Se é verdade que o modelo de negócio está a sofrer alterações, também é verdade que este player é o único que tem lugar garantido, desde que se adapte a um novo contexto técnico, tecnológico, legislativo e de modelo de negócio. Este último, adaptado a um novo consumidor.

Segundo a ACEA, existem em Portugal aproximadamente 5 milhões de viaturas ligeiras de passageiros. Se grosso modo afirmarmos que existem 9.000 oficinas em Portugal (concessionários + oficinas independentes), temos uma média de 556 viaturas por oficina no nosso país. Este valor, no entanto, padece de correção, já que existem várias “oficinas informais” no nosso país, que impactam este rácio numa tendência descendente, colocando-nos em valores abaixo de outros países europeus, em que segundo uma estimativa da Wolk Consulting, rondará as 800 viaturas por oficina em países como a Alemanha, França e Itália.

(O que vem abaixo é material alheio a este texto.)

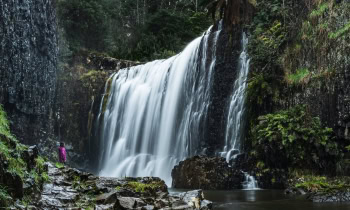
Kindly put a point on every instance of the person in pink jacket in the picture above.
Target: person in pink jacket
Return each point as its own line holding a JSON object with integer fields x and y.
{"x": 62, "y": 155}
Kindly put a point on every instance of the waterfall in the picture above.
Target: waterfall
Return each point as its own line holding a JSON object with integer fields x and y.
{"x": 249, "y": 183}
{"x": 153, "y": 115}
{"x": 235, "y": 117}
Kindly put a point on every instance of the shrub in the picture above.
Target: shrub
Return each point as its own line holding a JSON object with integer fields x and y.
{"x": 293, "y": 138}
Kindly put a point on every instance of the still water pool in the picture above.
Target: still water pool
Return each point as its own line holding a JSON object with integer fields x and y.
{"x": 264, "y": 200}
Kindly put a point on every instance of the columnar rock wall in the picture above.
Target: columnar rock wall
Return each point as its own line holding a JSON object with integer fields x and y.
{"x": 28, "y": 52}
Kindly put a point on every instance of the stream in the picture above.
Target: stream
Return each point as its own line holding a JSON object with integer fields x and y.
{"x": 263, "y": 200}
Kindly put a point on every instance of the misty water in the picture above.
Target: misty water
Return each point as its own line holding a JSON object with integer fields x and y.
{"x": 263, "y": 200}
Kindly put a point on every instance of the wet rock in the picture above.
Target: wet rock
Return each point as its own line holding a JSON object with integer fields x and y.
{"x": 294, "y": 191}
{"x": 125, "y": 203}
{"x": 112, "y": 193}
{"x": 201, "y": 172}
{"x": 28, "y": 65}
{"x": 332, "y": 196}
{"x": 107, "y": 198}
{"x": 30, "y": 155}
{"x": 16, "y": 185}
{"x": 195, "y": 199}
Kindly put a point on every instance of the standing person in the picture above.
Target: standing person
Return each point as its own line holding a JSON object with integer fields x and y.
{"x": 62, "y": 156}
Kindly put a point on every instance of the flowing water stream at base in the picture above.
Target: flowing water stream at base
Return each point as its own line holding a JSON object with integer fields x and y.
{"x": 264, "y": 200}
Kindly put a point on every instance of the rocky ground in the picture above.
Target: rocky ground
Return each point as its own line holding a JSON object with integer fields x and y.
{"x": 70, "y": 188}
{"x": 209, "y": 173}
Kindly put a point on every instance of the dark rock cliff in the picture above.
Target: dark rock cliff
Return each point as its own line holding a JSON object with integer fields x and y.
{"x": 28, "y": 52}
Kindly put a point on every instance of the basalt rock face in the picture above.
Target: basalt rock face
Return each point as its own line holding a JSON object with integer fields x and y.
{"x": 28, "y": 51}
{"x": 208, "y": 173}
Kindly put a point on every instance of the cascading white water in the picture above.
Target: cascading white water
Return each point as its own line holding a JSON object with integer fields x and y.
{"x": 234, "y": 126}
{"x": 249, "y": 183}
{"x": 235, "y": 118}
{"x": 155, "y": 112}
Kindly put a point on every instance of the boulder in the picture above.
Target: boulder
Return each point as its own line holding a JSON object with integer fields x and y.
{"x": 208, "y": 173}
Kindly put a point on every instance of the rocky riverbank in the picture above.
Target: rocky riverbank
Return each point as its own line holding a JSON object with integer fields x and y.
{"x": 71, "y": 188}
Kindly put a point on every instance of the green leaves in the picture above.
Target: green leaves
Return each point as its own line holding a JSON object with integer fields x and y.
{"x": 295, "y": 137}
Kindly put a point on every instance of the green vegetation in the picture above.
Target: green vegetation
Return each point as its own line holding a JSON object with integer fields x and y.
{"x": 142, "y": 187}
{"x": 130, "y": 29}
{"x": 340, "y": 32}
{"x": 59, "y": 165}
{"x": 292, "y": 138}
{"x": 320, "y": 10}
{"x": 299, "y": 77}
{"x": 11, "y": 152}
{"x": 312, "y": 183}
{"x": 5, "y": 198}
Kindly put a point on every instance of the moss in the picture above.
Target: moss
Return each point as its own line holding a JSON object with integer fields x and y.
{"x": 142, "y": 187}
{"x": 314, "y": 183}
{"x": 320, "y": 10}
{"x": 299, "y": 77}
{"x": 340, "y": 32}
{"x": 5, "y": 198}
{"x": 59, "y": 165}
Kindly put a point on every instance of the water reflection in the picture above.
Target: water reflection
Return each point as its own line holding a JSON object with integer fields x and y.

Segundo a ACAP, a idade média do parque de viaturas ligeiras é de quase 13 anos e a idade média de abate é superior a 22 anos. Como bem sabemos, temos um parque envelhecido que necessita urgentemente de ser renovado.  Muitas são as opiniões em que um parque velho é bom para o negócio do aftermarket. Quando analisamos esta afirmação com o rigor dos dados, tal não se verifica. A baixa venda de automóveis novos é normalmente consequência de uma economia débil, o que desmotiva à reparação e manutenção da viatura. Por outro lado, quanto mais velha é a viatura, menor o seu valor comercial e menor a disposição do seu proprietário em investir na sua reparação/manutenção.

Segundo dados da ACAP, o Aftermarket não parou de crescer desde 2013, atingindo em 2019, um valor próximo de 2MM de Euros. Será interessante verificar como terá sido o comportamento em 2020, num ano completamente diferente de todos os restantes.